You did a reallllllly god job on this one Bob!


----------



## Papa G (Aug 19, 2011)

just so lovely, you work the wood so well. Loke forward to the waxing vid. Papa G.


----------



## Aras (Apr 2, 2011)

Hey Bob, have you made the tutorial yet?


----------



## Bob Fionda (Apr 6, 2011)

Aras said:


> Hey Bob, have you made the tutorial yet?


Sorry Aras, I still have my video camera out of order, after this holiday I will repair it. Cheers, Bob


----------



## Aras (Apr 2, 2011)

Is a sock like this good for poly?


----------



## Gregor-Y (Aug 10, 2011)

Aras said:


> Is a sock like this good for poly?


if this is 100% natural wool, yes, if not 100% cotton


----------



## lightgeoduck (Apr 3, 2011)

OMG Aras, you have some small feet!

LGD


----------



## Bob Fionda (Apr 6, 2011)

Aras said:


> Is a sock like this good for poly?


Hi Aras, I'm posting some pics. You'd better use a soft wool cloth like an old and dismess carf, sweater or even a sock but it has not to be too rough. Then spread the wax on the sling and let it dry for a couple of hours or so. After that rub the wood. I make this more times until the wood does not absorb the wax anymore, it depends on the wood of course...3 - 4 times may be ok. Cheers, Bob.


----------



## Aras (Apr 2, 2011)

Thanks for the tutorial, bob. I see you have strange beeswax there. What I have myself is a hard chunk of beeswax like this.

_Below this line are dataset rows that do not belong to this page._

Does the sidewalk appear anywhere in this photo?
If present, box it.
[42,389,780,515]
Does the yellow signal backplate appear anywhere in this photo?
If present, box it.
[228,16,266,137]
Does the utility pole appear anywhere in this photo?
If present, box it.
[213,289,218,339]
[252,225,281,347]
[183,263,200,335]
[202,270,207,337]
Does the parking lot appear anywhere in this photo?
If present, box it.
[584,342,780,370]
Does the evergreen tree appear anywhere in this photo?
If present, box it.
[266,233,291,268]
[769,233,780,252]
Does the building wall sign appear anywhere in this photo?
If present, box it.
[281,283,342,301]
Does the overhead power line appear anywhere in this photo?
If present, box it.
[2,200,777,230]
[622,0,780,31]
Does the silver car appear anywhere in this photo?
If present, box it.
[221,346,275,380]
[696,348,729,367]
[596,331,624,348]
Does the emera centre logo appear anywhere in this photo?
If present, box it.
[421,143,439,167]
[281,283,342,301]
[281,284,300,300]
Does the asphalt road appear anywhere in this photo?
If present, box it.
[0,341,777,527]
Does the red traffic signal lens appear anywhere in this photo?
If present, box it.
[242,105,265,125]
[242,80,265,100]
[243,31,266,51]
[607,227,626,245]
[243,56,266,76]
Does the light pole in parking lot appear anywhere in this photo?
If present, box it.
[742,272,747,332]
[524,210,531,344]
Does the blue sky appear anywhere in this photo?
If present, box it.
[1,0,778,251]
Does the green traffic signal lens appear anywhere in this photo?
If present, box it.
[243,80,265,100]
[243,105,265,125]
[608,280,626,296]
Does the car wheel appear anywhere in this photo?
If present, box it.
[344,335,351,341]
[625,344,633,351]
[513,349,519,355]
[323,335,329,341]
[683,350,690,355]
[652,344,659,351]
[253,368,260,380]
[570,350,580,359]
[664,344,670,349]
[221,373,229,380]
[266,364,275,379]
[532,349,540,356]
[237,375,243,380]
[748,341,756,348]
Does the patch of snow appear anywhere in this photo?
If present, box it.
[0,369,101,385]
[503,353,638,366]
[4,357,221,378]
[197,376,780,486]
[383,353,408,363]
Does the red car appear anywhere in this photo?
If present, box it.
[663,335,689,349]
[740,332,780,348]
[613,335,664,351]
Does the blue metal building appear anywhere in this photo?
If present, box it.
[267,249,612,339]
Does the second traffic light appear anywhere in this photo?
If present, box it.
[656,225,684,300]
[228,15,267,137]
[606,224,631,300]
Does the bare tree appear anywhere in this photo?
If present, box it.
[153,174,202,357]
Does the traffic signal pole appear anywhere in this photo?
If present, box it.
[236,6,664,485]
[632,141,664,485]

Shall I heat it up to melt a little before applying on the slingshot?


----------



## Bob Fionda (Apr 6, 2011)

Aras said:


> Thanks for the tutorial, bob. I see you have strange beeswax there. What I have myself is a hard chunk of beeswax like this.
> 
> 
> 
> ...


Yes Aras, I suggest to melt a little before applying it. But if you find it already quite soft you can apply it as well. Cheers, Bob


----------